After the U.S. market meltdown, which resulted in General Motors and Chrysler receiving a bailout, the two automakers along with Ford recovered quickly and are now posting near-record profits.
However, it seems that Detroit's Big Three have to face the fact that, even though their sales are blooming in most parts of the world, the European debt crisis will put their local operations in the red.
According to a report from the Detroit News, GM’s Opel/Vauxhall and its French partner PSA Peugeot Citroen, Ford of Europe and Fiat will lose a combined US$4 billion this year because sales in the Old Continent are slumping to their lowest levels since the mid-1990s.
Adding insult to injury, the situation looks unlikely to improve any time soon.
“We’re not going to see a return to pre-crisis volumes for the foreseeable future”, IHS Automotive analyst Tim Urquhart told The Detroit News, adding that European automakers will have to face “a long and hard recovery”.
One way for automakers to deal with the problem is to follow the U.S. example; i.e. shutting down plants, terminating dealership contracts and, in general, cut down on their losses.
Unlike the U.S., though, European governments are not willing to cooperate and let the automakers close down their plants, as this would further increase unemployment and worsen the crisis. Moreover, workers’ unions are much more powerful than their North American counterparts are.
Another difference is that, unlike the Detroit Big Three in 2008 and 2009, European carmakers are not completely strapped for cash: even PSA Peugeot Citroen has around US$13 billion in cash and credit lines according to Deutsche Bank analyst Gaetan Toulemonde.
Moreover, the situation is not uniform: the markets that suffer the most are those in Southern and Western Europe, and not all automakers are in the same position.
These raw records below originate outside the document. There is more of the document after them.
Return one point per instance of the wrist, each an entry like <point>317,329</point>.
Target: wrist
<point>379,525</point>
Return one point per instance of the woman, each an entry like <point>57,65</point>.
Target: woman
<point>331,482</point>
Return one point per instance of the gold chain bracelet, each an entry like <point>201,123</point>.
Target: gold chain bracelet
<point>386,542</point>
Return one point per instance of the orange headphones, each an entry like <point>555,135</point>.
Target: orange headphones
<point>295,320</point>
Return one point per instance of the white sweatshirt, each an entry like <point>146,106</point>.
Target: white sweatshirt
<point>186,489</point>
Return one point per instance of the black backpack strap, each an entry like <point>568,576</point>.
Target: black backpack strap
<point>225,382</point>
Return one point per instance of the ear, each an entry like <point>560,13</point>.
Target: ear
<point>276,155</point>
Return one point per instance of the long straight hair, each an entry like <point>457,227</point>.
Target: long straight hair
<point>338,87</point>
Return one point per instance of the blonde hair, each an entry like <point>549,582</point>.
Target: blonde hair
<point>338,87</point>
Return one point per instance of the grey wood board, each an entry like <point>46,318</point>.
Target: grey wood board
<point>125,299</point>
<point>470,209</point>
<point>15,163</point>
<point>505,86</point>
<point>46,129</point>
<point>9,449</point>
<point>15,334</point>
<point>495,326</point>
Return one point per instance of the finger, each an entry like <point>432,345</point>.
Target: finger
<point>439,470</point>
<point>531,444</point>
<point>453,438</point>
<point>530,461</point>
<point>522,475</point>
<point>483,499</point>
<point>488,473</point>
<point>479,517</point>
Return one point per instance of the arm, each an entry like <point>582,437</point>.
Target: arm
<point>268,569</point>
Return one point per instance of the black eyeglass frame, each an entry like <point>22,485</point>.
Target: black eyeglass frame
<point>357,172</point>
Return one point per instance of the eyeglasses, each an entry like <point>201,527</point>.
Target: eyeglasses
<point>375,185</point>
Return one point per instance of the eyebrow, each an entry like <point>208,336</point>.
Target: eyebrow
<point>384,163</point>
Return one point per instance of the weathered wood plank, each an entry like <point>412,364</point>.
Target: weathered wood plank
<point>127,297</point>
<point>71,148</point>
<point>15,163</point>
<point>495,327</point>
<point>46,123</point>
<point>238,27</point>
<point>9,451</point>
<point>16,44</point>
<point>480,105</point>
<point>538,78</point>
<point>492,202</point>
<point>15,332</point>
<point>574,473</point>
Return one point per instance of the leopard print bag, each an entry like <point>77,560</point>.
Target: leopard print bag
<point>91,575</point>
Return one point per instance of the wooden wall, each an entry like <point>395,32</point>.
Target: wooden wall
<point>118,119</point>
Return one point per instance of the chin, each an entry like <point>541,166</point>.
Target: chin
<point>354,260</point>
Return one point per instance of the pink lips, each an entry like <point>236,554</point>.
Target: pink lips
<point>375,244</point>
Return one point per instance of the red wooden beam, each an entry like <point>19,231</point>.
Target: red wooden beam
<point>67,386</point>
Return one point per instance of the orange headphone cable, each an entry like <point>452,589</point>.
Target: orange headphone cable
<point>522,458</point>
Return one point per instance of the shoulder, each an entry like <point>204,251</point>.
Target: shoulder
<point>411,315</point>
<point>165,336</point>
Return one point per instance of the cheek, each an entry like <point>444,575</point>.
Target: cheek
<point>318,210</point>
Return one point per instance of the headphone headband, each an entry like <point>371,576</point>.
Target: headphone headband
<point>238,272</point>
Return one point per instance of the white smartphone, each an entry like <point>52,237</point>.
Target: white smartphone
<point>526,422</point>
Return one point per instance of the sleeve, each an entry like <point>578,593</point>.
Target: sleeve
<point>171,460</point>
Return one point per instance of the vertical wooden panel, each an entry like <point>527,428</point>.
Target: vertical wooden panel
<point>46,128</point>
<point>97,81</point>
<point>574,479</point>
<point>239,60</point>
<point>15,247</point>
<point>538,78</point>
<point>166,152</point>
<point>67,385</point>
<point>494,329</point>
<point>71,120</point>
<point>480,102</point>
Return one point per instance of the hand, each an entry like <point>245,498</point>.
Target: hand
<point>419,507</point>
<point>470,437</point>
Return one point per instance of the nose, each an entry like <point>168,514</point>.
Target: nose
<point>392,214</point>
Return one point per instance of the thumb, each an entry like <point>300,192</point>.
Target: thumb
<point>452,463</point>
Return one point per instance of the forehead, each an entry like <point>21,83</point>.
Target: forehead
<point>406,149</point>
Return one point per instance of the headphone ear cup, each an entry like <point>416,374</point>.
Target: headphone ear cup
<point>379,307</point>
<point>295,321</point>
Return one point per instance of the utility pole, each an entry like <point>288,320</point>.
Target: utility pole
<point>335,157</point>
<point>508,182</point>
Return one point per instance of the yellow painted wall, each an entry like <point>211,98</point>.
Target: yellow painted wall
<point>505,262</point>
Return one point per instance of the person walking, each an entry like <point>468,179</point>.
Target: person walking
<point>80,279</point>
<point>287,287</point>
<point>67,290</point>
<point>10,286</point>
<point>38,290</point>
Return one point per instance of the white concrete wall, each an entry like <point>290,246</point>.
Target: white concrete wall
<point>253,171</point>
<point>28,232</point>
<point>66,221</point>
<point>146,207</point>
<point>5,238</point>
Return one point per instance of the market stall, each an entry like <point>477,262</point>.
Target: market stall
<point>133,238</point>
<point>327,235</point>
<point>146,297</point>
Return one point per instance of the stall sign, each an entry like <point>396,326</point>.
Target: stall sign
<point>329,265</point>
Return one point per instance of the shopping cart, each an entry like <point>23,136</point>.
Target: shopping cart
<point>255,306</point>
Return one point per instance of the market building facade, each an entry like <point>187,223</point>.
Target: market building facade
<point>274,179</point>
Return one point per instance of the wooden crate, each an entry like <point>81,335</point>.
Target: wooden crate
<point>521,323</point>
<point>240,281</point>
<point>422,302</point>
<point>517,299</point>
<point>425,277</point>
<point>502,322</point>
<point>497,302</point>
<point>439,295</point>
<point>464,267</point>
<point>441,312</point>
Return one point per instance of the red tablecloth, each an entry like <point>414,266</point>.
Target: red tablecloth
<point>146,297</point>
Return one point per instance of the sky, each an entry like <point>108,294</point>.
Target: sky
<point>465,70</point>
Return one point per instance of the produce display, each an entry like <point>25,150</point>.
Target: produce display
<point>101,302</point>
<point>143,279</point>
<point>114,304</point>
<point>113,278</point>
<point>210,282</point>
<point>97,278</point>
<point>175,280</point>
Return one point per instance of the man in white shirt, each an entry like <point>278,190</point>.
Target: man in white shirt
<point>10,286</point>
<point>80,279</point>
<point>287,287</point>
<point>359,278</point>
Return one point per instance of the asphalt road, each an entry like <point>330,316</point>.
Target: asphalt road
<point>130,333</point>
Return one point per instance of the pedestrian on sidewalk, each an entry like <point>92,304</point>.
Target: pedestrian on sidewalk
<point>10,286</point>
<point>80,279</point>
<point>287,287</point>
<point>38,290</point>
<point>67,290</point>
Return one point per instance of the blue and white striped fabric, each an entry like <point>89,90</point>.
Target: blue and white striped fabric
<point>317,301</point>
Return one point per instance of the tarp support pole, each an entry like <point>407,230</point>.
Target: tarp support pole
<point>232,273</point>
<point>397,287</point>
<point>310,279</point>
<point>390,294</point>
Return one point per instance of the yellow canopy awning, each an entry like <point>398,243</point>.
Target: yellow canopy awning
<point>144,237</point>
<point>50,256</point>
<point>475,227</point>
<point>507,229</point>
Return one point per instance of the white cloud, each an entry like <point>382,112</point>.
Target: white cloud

The VW Group, for example, is doing better than ever – something that has spurred a war of words with Fiat-Chrysler CEO Sergio Marchionne who accused the Germans of using their China profits to lower their prices in Europe thus creating “a bloodbath”.
While many European mass-market, auto manufacturers’ plants are running below 70 percent of their capacity, those of VW are operating at 93 percent since the German group’s brands keeps launching one model after another.
Fiat, on the other hand, is short of new models and relies too much in its home market, which has hit a 40-year low. Opel, despite having a broader model range, is in no better position, having lost US$16 billion in the past 12 years. GM has denied repeatedly that it plans to get rid of the brand, as some analysts suggest, and hopes that its strategic alliance with PSA will create synergies, which will result in savings of more than US$2 billion.
Ford Europe, despite launching 15 new models, is also considering lowering its capacity, with spokesman Mark Truby stating that the company is “reviewing all area of the business to address current market conditions and take appropriate steps.”